Returns lines that match

get-data:
  - query:
      type: html-table-row
      column-num: 2
  - query:
      type: text-match
      line-regex: "(?i)confidentiality|integrity|availability"

Given a value from a previous query as input, the text-match type will split the value into lines, and run the regex over each line, outputting the entire line if the regex matches.

Text

text-replace

Returns a replacement value on match

get-data:
  - query:
      type: html-table-row
      column-num: 2
  - query:
      type: text-replace
      match: "SSL"
      replacement: "TLS"

Given a value from a previous query as input, the text-replace type will check if the value is an exact match for the match: value and if so it will return the replacement: value. If there is no match, the original string is returned.

Value

value-extract

Returns a capture group from a regex

get-data:
  - query:
      type: value-extract
      regex: "^(\\w+):(.*)"
      group: 1

Given a value from a previous query as input, the value-extract type will return the specified capture group from the regex:. Note, group 0 matches the whole string if it matches at all, so group 1 is the first group of the regex, etc.

Value

value-match

Returns lines that match

get-data:
  - query:
      type: html-table-row
      column-num: 2
  - query:
      type: value-match
      line-regex: "(?i)confidentiality|integrity|availability"

Given a value from a previous query as input, the value-match type will split the value into lines, and run the regex over each line, outputting the entire line if the regex matches.

Value

value-replace

Returns a replacement value on match

get-data:
  - query:
      type: html-table-row
      column-num: 2
  - query:
      type: value-replace
      match: "SSL"
      replacement: "TLS"

Given a value from a previous query as input, the value-replace type will check if the value is an exact match for the match: value and if so it will return the replacement: value. If there is no match, the original string is returned.

Value

value-urldecode

Returns a URL decoded version of the value

get-data:
  - query:
      type: html-table-row
      column-num: 2
  - query:
      type: value-urldecode

Given a value from a previous query as input, the value-urldecode will return the URL decoded value.

Post processing options

The output-data: / post-processor: supports the following values:

Post Processor

Use Case

Example

Description

remove-empty-rows

Removes empty rows from a table

output-data:
  post-processor:
    remove-empty-rows:
      ignore-keys: 
        - category

Given the output of map-data: (a list), remove any list rows where all the entries are empty. Optionally specify a list of ignore-keys:, which are the column values in the row to ignore when checking if empty e.g. if ignore-keys: lists the category column (really key: name from map-data:) then even if it has a value, but the rest of the row is empty, that row will be removed.

remove-header-row

Removes the 1st row from a table

output-data:
  post-processor:
    remove-header-row:

Given the output of map-data: (a list), remove the first row.
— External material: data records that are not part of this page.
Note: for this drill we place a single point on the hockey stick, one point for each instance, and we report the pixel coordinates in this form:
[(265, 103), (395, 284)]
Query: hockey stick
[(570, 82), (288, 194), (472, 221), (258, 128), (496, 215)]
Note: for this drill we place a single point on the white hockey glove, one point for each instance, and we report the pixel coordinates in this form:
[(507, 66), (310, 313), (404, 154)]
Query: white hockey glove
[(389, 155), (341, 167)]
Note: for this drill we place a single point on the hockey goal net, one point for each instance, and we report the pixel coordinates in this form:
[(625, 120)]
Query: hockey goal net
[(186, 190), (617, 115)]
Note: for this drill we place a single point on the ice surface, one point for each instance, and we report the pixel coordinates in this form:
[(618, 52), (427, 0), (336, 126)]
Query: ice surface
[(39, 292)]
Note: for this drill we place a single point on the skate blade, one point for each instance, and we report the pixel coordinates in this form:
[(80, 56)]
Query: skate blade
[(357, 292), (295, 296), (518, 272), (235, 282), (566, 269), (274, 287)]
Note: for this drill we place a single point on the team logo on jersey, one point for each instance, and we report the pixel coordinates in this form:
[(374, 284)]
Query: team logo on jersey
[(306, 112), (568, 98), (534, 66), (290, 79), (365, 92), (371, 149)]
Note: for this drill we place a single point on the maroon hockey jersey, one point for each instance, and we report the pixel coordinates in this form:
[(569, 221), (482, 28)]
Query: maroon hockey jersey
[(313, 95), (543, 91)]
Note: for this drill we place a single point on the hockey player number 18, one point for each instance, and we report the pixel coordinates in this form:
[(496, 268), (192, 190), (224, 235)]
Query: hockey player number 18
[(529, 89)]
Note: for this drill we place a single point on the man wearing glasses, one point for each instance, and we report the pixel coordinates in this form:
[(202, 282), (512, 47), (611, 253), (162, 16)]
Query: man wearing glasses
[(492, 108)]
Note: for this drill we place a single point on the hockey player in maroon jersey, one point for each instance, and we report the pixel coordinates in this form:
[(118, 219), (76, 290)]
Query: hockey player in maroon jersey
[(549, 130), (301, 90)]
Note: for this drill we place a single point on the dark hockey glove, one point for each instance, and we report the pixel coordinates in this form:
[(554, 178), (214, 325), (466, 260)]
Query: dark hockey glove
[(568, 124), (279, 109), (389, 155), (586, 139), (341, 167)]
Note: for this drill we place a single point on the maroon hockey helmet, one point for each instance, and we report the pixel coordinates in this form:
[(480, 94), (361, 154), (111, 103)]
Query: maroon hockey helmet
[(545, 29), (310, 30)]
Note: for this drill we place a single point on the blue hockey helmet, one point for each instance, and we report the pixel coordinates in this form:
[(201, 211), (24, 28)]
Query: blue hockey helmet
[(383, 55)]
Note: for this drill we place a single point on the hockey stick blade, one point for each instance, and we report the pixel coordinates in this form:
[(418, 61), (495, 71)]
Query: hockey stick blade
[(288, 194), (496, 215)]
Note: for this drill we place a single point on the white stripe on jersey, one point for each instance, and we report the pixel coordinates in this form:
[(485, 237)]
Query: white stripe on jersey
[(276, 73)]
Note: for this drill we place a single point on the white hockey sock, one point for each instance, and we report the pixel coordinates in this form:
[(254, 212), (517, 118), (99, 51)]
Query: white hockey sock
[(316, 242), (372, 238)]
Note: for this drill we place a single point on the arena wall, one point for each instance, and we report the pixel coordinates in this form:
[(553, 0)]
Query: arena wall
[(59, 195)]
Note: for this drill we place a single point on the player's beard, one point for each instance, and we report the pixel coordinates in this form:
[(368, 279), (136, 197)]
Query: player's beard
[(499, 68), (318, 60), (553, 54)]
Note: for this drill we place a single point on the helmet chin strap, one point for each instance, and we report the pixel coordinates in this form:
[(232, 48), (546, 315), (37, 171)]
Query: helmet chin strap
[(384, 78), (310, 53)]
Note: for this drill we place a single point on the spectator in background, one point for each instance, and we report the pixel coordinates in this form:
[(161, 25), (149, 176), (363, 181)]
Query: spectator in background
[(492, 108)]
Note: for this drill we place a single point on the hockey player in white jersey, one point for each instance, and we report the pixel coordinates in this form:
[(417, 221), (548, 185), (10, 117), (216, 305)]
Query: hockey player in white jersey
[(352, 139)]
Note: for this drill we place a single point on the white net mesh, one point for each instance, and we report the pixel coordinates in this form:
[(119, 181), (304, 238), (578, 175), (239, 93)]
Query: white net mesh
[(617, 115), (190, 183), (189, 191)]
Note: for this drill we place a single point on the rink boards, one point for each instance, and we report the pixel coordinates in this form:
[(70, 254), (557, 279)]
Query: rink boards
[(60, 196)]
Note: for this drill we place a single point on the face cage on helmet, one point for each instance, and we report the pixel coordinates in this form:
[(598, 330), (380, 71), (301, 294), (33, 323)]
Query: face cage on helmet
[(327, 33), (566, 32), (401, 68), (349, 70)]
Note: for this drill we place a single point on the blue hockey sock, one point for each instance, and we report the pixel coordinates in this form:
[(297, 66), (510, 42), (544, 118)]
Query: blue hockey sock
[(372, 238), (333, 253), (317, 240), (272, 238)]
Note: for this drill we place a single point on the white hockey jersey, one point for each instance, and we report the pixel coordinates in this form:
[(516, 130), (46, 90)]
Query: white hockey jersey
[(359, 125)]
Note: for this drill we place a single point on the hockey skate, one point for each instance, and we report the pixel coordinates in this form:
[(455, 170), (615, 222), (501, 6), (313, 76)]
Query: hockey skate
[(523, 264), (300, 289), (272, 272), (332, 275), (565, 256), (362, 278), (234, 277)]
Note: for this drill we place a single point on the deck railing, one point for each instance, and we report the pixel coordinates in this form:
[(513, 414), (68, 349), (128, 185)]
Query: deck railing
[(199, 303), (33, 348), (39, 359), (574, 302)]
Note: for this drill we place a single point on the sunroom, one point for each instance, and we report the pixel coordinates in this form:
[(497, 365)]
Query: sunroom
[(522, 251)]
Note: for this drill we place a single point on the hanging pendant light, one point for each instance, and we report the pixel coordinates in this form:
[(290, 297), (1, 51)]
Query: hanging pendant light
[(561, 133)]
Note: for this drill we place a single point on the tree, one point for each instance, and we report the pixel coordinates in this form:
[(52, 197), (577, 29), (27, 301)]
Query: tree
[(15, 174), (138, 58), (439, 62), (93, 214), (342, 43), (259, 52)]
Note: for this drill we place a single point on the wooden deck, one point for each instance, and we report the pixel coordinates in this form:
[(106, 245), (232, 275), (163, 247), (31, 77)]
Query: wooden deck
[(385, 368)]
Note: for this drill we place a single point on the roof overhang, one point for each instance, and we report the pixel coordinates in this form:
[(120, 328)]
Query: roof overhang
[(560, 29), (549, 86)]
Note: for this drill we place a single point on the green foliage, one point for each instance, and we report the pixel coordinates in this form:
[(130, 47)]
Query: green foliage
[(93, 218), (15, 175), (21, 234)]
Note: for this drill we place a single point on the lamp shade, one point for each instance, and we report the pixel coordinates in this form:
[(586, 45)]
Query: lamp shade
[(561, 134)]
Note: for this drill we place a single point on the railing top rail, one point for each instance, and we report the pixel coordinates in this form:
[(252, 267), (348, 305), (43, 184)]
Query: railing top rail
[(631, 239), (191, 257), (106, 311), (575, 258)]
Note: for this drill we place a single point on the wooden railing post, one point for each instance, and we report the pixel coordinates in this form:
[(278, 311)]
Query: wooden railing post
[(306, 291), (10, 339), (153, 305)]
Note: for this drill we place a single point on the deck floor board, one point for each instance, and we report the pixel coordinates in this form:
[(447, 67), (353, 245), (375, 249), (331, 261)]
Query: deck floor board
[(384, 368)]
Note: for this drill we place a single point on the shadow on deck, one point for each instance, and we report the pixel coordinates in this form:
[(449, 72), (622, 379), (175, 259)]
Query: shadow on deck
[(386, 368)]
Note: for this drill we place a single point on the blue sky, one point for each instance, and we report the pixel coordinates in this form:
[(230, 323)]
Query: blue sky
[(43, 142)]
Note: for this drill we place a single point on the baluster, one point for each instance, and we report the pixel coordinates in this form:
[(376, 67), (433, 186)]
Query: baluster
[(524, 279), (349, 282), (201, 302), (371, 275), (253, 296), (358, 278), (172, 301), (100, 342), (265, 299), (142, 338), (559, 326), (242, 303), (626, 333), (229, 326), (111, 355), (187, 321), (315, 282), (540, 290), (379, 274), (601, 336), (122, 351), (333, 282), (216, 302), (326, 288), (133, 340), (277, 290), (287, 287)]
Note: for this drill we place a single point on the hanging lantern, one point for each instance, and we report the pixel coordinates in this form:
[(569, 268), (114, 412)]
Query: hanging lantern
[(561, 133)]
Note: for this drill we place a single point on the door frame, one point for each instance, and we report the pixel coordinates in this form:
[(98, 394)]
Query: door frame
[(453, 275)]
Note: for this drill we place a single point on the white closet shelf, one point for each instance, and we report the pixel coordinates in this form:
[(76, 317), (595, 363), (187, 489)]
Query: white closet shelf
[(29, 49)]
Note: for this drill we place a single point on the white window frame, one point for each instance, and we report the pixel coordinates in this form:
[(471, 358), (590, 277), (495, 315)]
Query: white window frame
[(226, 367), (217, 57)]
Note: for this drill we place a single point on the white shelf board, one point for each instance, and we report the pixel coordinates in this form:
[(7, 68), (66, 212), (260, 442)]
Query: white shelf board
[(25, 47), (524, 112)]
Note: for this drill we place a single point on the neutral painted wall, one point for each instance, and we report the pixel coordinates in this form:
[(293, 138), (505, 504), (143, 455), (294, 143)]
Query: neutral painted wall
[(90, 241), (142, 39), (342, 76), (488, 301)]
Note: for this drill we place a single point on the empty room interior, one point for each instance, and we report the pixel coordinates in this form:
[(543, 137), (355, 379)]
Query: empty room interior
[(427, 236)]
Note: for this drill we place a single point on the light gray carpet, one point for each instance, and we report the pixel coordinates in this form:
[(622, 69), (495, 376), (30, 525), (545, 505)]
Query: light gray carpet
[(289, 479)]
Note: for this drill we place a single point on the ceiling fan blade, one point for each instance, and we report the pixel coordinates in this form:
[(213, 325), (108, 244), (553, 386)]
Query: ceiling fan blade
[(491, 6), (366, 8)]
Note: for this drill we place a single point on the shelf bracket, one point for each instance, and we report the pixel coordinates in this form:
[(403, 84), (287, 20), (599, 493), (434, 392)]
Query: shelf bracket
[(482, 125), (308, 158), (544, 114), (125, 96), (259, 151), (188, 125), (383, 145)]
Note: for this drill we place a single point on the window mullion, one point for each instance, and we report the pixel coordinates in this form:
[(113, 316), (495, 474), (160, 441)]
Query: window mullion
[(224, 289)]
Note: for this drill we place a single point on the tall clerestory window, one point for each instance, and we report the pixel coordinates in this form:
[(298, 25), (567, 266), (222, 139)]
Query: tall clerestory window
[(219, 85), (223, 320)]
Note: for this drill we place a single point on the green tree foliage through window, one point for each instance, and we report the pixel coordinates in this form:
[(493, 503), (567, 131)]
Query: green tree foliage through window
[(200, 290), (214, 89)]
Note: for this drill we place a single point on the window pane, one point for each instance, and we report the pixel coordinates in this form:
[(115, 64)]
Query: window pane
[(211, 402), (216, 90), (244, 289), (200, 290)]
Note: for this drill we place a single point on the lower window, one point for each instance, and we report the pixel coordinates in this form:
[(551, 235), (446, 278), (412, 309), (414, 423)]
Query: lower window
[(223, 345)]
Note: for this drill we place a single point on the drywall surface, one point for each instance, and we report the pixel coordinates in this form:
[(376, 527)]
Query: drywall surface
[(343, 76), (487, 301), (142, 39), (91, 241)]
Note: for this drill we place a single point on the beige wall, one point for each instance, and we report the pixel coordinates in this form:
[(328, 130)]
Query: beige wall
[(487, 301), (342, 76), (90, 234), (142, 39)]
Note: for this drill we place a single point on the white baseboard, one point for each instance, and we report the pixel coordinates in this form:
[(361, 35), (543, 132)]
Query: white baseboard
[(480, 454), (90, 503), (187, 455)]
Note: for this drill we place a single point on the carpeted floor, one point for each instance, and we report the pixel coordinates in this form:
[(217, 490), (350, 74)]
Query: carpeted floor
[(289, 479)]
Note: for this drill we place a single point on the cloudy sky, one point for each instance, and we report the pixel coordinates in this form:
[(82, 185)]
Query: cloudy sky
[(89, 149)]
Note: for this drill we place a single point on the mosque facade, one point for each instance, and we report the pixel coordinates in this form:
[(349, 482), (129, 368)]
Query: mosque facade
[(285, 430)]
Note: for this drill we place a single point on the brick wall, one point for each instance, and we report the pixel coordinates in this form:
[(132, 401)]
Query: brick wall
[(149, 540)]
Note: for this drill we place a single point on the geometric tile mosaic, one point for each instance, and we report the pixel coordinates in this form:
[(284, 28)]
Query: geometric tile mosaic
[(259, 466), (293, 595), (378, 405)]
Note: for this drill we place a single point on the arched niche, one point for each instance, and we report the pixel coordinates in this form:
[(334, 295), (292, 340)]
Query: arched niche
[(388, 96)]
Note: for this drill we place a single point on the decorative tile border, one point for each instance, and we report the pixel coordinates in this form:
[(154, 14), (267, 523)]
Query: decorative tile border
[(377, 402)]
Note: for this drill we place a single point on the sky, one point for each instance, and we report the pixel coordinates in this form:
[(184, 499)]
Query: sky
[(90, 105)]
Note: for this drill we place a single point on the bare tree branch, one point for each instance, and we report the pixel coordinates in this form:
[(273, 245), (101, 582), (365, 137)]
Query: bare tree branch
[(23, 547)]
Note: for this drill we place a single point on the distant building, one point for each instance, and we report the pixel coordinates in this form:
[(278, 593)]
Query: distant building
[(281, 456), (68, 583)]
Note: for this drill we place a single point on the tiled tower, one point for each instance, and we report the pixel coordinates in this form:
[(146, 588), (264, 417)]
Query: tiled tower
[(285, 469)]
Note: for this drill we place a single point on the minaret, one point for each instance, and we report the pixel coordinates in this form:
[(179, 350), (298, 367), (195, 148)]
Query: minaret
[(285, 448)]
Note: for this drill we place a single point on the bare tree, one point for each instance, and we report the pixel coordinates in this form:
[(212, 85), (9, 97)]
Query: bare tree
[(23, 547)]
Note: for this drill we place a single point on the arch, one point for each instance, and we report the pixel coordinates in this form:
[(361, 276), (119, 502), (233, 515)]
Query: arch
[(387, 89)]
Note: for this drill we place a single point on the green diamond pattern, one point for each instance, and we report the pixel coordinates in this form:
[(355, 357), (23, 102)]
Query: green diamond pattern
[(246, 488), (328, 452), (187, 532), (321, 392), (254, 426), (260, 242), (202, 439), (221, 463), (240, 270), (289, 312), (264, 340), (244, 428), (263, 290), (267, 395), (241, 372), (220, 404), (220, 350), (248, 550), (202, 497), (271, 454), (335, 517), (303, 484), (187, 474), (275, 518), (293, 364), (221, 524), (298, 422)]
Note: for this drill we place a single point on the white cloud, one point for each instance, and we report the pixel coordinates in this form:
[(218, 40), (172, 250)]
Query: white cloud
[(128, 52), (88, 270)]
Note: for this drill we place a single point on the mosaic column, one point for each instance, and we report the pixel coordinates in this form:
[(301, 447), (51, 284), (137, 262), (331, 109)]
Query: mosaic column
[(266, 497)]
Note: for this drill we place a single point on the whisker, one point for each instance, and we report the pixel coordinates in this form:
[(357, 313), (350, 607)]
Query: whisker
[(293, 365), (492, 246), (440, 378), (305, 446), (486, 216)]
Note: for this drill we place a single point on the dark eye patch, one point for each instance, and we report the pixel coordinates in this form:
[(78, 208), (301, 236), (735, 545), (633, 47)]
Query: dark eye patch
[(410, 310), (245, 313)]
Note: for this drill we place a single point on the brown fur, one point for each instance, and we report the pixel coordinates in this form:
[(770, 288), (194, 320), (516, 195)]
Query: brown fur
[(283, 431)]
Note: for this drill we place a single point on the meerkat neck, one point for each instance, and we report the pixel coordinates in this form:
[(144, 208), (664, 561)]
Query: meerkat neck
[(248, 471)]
inherit-row-above-if-empty

Allows a row to inherit the value of the row above in a given column

output-data:
  post-processor:
    inherit-row-above-if-empty:
      key: category

Given the output of map-data: (a list), loop though all rows and if the value of column (really key: name from map-data:) specified by key: is empty, then populate it with the value from the row above. This allows for the lazy population of tables as it avoids having to repeat the same column value many times in different rows.

value-replace

Returns a replacement value on match

output-data:
  post-processor:
    value-replace:
      - match: "C"
        replacement: "Confidentiality"
      - match: "I"
        replacement: "Integrity"
      - match: "A"
        replacement: "Availability"

Given some input (a string), looks for any of the list of match values and if found outputs the corresponding replacement value. If there is no match, the original string is returned.